= August Stauch =

This article has been translated from the German Wikipedia article.

August Stauch (15 January 1878 – 6 May 1947) was a German prospector who discovered a diamond deposits near Lüderitz, in German South West Africa (now Namibia).

August Stauch was the third of seven children of a railway worker's family in Ettenhausen, Thuringia. He was a railway employee in Thuringia. Stauch arrived in Lüderitz in 1907. He suffered from asthma and received medical advice that the drier desert climate may be suitable for his health. He took up mineralogy as a hobby in his spare time but later worked as a Bahnmeister (chief railway foreman) on the Lüderitzbucht-Aus railway line. He was entrusted with the task of keeping a 20 km long section of railway free from constant sand drifts.

August developed a fascination for diamonds, after listening to the tales about Adolf Lüderitz, who believed there lay diamonds in the desert and obtained a prospecting license from Deutsche Kolonialgesellschaft fur Südwest Afrika. He consequently informed his workers, who had been brought in from South Africa because of their experience in railroad workings, to look out for unusually shiny stones. On 10 April 1908 Zacharias Lewala, one of his aides who had previously worked at a diamond mine in Kimberley, picked up a diamond near Grasplatz and dutifully brought it to him.

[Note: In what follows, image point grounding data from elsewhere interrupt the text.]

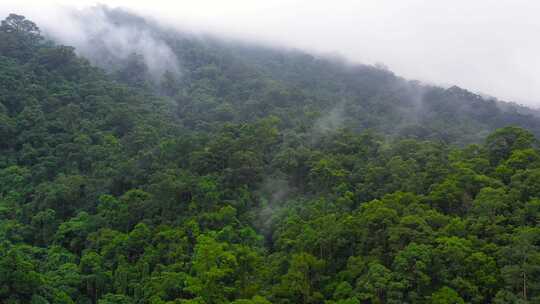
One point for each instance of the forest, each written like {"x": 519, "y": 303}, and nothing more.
{"x": 256, "y": 175}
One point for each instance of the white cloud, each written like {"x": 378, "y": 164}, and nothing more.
{"x": 487, "y": 46}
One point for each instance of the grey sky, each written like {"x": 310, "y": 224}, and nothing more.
{"x": 486, "y": 46}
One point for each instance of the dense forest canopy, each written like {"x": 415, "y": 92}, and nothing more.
{"x": 255, "y": 175}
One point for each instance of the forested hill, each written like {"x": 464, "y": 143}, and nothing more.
{"x": 215, "y": 80}
{"x": 253, "y": 175}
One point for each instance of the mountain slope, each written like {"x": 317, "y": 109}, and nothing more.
{"x": 253, "y": 175}
{"x": 219, "y": 79}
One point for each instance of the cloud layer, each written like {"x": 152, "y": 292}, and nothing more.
{"x": 486, "y": 46}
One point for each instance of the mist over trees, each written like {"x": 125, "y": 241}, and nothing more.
{"x": 256, "y": 175}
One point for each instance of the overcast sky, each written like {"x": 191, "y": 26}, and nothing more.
{"x": 486, "y": 46}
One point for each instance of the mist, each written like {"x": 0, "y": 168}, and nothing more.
{"x": 486, "y": 46}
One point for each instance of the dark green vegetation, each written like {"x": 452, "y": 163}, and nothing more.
{"x": 257, "y": 176}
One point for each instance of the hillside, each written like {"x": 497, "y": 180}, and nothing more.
{"x": 246, "y": 174}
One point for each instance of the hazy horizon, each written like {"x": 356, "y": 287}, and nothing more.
{"x": 484, "y": 46}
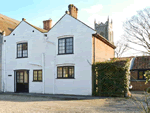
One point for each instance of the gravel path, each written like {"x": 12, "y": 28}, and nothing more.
{"x": 29, "y": 104}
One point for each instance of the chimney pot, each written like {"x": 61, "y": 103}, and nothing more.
{"x": 23, "y": 19}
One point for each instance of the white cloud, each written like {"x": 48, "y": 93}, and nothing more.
{"x": 93, "y": 9}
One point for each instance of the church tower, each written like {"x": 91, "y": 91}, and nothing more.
{"x": 105, "y": 29}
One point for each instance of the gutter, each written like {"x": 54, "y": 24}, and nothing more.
{"x": 53, "y": 43}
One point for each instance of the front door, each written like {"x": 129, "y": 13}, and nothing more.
{"x": 22, "y": 81}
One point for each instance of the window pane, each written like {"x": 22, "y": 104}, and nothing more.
{"x": 140, "y": 74}
{"x": 22, "y": 50}
{"x": 35, "y": 75}
{"x": 71, "y": 71}
{"x": 25, "y": 54}
{"x": 59, "y": 72}
{"x": 65, "y": 71}
{"x": 61, "y": 48}
{"x": 25, "y": 46}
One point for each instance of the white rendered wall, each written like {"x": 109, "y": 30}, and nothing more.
{"x": 82, "y": 41}
{"x": 37, "y": 45}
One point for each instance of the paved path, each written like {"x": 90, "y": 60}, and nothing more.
{"x": 29, "y": 104}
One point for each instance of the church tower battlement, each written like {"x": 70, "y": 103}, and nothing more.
{"x": 105, "y": 29}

Stauch quietly resigned from his job after confirming his suspicion that this may be a diamond, by scratching his glass watch with the stone. He found more pretty stones after a systematic search of the area and took them to his friend, mining engineer Sönke Nissen who lived in Lüderitz, where they were confirmed to be diamonds in June 1908.

These diamonds had flushed through the Orange River into the sea millions of years ago where the wind and waves washed it back in the sand of the Namib. The South West African diamonds are usually not very large, but clear like water and thus very popular on the market.

Stauch and Nissen initially kept the knowledge of the find to themselves, and only announced it after securing a 75-acre claim at Kolmanskop in order to continue to do diamond searching. Both were declared very wealthy men at the time.

A diamond rush set in, and the German government took immediate interest in the activities at Lüderitz, and dispatched the Secretary for the Colonies to investigate the situation and bring order and control to the industry. A diamond taxation system was introduced and the issuing of licenses was limited which brought about some order to the industry. The town of Lüderitz observed an economic boom between 1908 and 1914 and was temporarily known as Africa's richest town.

Stauch tried to increase his wealth further and invested in many companies – both in the colony and in Germany. However, in 1931, he lost most of his wealth through various misfortunes and the Great Depression.

He returned to Eisenach and died on 6 May 1947, aged , of stomach cancer.

==Bibliography==
- Olga Levinson: Diamonds in the sand. The eventful life of August Stauch, 2007, ISBN 978-3-936858-02-0
- W. Bredow, H. Lotz, A. Stauch:The German diamonds and their recovery. A Reminder writing to the Provincial Exhibition Windhoek in 1914 published by the sponsors, Berlin 1914
- Bernd G. Längin: Die deutschen Kolonien: Schauplätze und Schicksale 1888 – 1918. [German Colonies: Places and Fates 1888 – 1918] (In German). Mittler & Sohn, Hamburg 2005.